First, I analyzed these ETFs over a complete market cycle, covering the bear market that began on 9 October, 2007 to the present day bull market. In Figure 1, I plotted the annualized rate of return in excess of the risk free rate (called Excess Mu on the charts) versus the volatility of these ETFs. The Smartfolio 3 program (smartfolio.com) was used to generate this chart. Over the last 5.5 years, RSP has had a better return than the SPY, but at the cost of a slightly higher volatility. For the NASDAQ-100, the cap weighted index, QQQ, has clearly outperformed the equal weight, with QQQ having both a higher return and less volatility.
Figure 1: Equal-Weight versus Cap-Weighted over 5.5 Years
The Sharpe Ratio is a metric, developed by Nobel laureate William Sharpe, that measures risk-adjusted performance. It is calculated as the ratio of the excess return over the volatility (the reward-to-risk ratio if you measure "risk" by the volatility). It is a good way to compare peers to assess if higher returns are due to superior investment performance or from taking additional risk.

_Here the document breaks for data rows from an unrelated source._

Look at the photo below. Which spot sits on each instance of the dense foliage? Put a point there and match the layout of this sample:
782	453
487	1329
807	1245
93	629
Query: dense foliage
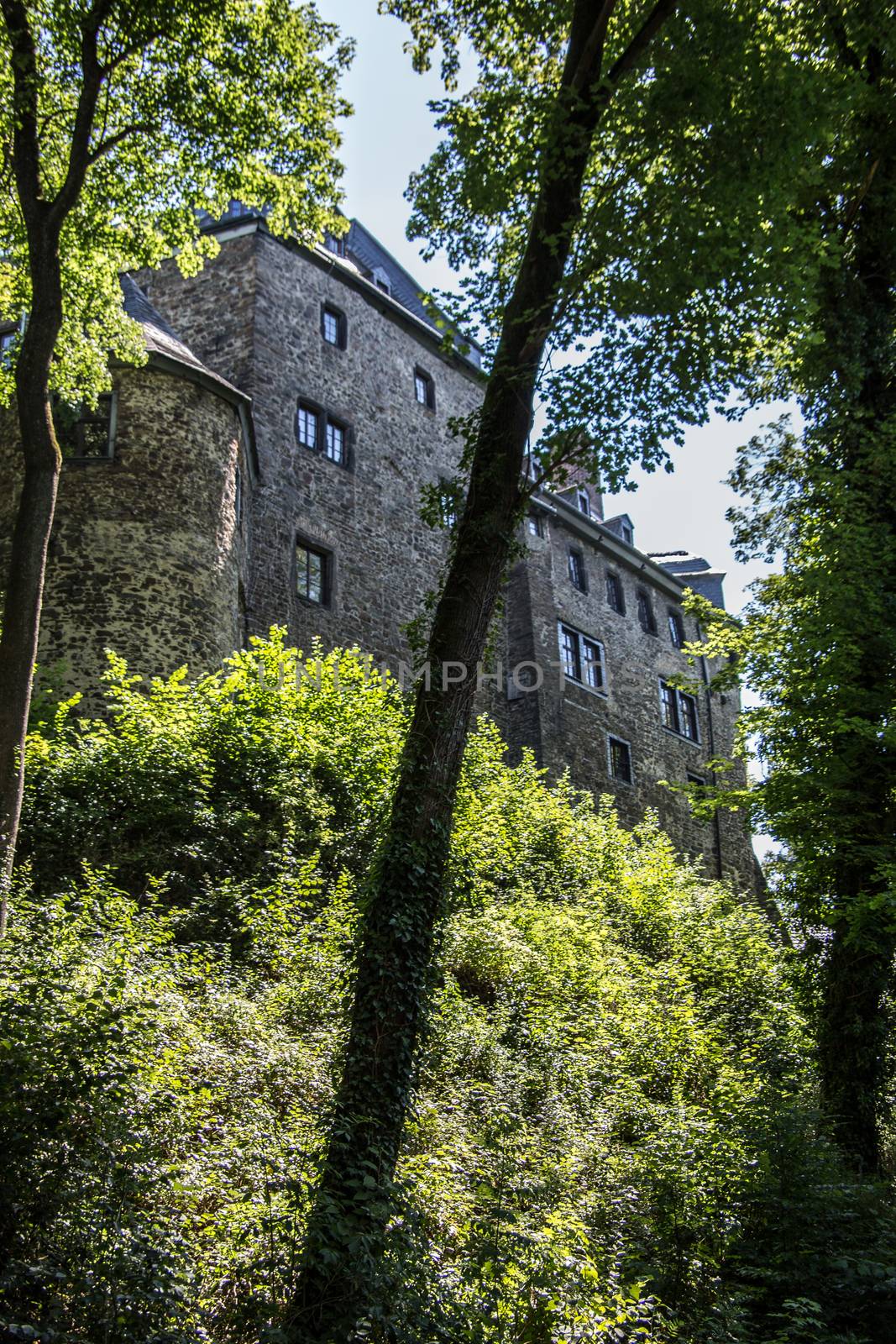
613	1133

RSP has a better Sharpe Ratio than SPY (.26 versus .18). Thus, over a complete cycle, RSP has performed better than its cap weighted brother. The opposite is true for the technology heavy NASAQ-100. The large cap technology stocks have had an excellent run, and have easily beat the equal weight index.

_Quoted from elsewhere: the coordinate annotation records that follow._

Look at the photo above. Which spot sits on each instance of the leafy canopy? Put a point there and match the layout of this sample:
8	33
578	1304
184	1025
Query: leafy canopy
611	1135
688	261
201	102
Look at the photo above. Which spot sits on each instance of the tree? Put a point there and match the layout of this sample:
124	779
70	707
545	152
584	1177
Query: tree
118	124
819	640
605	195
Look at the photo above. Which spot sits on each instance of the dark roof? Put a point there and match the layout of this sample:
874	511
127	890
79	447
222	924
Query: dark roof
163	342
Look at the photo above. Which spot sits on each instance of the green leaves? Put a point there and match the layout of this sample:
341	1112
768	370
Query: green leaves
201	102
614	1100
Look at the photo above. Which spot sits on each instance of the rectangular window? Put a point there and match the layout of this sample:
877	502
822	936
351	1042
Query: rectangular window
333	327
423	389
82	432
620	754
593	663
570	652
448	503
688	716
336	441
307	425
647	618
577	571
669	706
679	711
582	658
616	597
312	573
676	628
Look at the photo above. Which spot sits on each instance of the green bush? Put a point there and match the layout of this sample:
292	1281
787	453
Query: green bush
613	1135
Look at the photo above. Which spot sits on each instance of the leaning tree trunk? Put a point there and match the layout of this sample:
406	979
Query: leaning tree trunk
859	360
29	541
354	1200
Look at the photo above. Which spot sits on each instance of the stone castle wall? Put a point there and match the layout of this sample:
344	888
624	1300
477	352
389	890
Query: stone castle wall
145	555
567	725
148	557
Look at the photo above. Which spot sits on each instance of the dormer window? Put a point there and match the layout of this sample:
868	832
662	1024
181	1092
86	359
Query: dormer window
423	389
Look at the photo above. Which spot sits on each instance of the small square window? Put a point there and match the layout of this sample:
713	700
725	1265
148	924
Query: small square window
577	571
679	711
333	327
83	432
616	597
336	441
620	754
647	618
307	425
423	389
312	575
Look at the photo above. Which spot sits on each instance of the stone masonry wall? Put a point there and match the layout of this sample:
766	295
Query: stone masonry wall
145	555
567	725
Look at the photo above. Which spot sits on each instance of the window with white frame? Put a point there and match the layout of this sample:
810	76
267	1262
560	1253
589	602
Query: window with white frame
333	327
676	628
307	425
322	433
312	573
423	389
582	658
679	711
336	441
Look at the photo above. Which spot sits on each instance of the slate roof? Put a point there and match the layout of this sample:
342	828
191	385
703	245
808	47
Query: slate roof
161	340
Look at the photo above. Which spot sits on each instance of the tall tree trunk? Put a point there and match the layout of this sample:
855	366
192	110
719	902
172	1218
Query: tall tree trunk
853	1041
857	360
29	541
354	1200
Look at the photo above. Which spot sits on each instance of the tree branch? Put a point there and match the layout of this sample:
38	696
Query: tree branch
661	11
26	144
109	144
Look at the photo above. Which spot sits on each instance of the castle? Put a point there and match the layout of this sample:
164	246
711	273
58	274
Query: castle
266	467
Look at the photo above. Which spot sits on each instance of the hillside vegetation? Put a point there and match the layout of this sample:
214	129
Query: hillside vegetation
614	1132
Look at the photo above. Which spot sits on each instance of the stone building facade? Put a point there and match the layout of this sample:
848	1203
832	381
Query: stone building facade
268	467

To gain more insight, I decided to shorten my look-back period to the last three years, when the market has been in a strong bull market. The 3 year data is shown in Figure 2. The absolute values of risk and reward are different, but relative to one another, the conclusions are the same. RSP has a better return than SPY, but also has a higher volatility. The QQQ again handily beats the equal weight counterpart.

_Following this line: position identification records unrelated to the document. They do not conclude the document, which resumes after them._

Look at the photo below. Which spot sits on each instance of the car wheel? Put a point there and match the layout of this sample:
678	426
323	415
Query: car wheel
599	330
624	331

Figure 2: Equal-Weight versus Cap-Weighted over 3 Years
A number of articles have indicated that the equal weight S&P index should be compared to either a mid-cap or small cap index. Thus, I did one additional analysis and compared the risk-rewards of RSP against IJR IJR (the iShares Core S&P Mid-Cap ETF) and IWM IWM (the iShares Russell 2000 ETF for small cap exposure). Over a look back period of 3 years, RSP was highly correlated (greater than 96%) with both the mid-cap and small-cap indexes. The results of the risk-reward analysis are shown in Figure 3. RSP had roughly the same risk adjusted return as the mid-caps but was better than the small- caps.
Figure 3: Comparison with Mid and Small Caps (3 years)
The bottom line is that there was no clear winner in the battle between equal-weight and cap-weighted funds. The "best" selection depended on which index was being studied and your portfolio objectives.
Disclosure: I have no positions in any stocks mentioned, and no plans to initiate any positions within the next 72 hours. I wrote this article myself, and it expresses my own opinions. I am not receiving compensation for it. I have no business relationship with any company whose stock is mentioned in this article.